How bleak was it? The most optimistic person I saw at the conference was the president of Ukraine, Petro Poroshenko, who explained at a side event: “It’s impossible to be a president in a country at war and not be optimistic.”

What explains the current security malaise? It would be easy to blame the Trump administration, but to be fair, the U.S. representatives acquitted themselves reasonably well. I could have deleted maybe 10 words, and McMaster’s plenary speech would not have sounded out of place if Susan E. Rice had said it in 2016. The Europeans lauded the myriad generals and senior envoys who were present. There was some not-so-veiled criticism of the White House, but it wasn’t a major theme.

I suspect the reason this MSC was so depressing was the complete absence of any articulation of a positive vision for the future. Offering up an aspirational future is hardly a guarantee that the world will get there. Nonetheless, visions can matter, even when expressed only as aspirations. “Europe whole and free,” or “new world order” had effects.

The most optimistic thing one can say about this year’s Munich Security Conference was that at least officials were acknowledging the problems as bluntly as possible.
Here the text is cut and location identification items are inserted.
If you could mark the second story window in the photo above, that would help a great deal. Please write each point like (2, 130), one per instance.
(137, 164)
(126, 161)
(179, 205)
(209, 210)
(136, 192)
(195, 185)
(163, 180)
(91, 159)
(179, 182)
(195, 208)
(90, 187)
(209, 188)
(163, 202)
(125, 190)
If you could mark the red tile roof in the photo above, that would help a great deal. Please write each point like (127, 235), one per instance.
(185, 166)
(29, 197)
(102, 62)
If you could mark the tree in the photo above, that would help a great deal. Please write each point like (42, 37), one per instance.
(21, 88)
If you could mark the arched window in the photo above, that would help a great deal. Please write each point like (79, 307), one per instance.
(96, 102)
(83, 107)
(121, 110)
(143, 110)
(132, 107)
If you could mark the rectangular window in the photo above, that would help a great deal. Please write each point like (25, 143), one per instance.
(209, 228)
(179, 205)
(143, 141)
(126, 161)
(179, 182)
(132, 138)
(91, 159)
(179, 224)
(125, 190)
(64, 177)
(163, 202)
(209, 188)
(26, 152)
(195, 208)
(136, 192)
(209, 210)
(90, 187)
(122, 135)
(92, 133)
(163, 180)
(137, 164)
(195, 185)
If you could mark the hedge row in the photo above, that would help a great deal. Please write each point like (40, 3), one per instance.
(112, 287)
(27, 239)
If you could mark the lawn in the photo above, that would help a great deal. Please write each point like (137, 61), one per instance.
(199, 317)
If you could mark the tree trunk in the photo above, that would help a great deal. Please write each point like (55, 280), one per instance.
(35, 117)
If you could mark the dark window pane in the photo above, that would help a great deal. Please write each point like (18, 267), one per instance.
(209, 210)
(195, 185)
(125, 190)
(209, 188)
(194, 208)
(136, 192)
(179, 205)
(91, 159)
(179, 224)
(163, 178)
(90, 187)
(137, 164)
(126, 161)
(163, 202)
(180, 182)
Europeans and Americans openly castigated Russia for its cyber activities, with McMaster trumpeting Robert S. Mueller III’s indictments as “incontrovertible” evidence of interference. Turkey made its disagreements with its NATO partners clear, as did Poland. Everyone lamented the erosion of trust in Western societies and the need to figure out cyber problems.

There are some ideas for how the West might respond to challenges — see Jim Goldgeier’s excellent “War on the Rocks” essay, or Jake Sullivan’s recent essay in Foreign Affairs — but those voices were not articulated with any confidence at this conference.

Will things be better by 2019? Perhaps. By then, the E.U. might be able to talk about PESCO as more than a notional entity. The Trump administration might finally have a secretary of state whose primary job isn’t eviscerating the State Department.

I fear, however, that this year’s honesty that there are serious problems is a more disturbing harbinger. It is not that people are frankly acknowledging reality. It is that they are acknowledging that they have no idea how to fix any of the problems.

John McCain’s message ended with this paragraph:

I am counting on all of you, my friends, to honor the precious, beautiful things that are still entrusted to our care. I am counting on you to be brave. I am counting on you to be useful. I am counting on you to keep the faith, and never give up — though the true radiance of our world may at times seem obscured, though we will suffer adversity and setbacks and misfortune — never, ever stop fighting for all that is good and just and decent about our world and each other.

There were a lot of fights at Munich. There was not a lot of fighting for all that is good.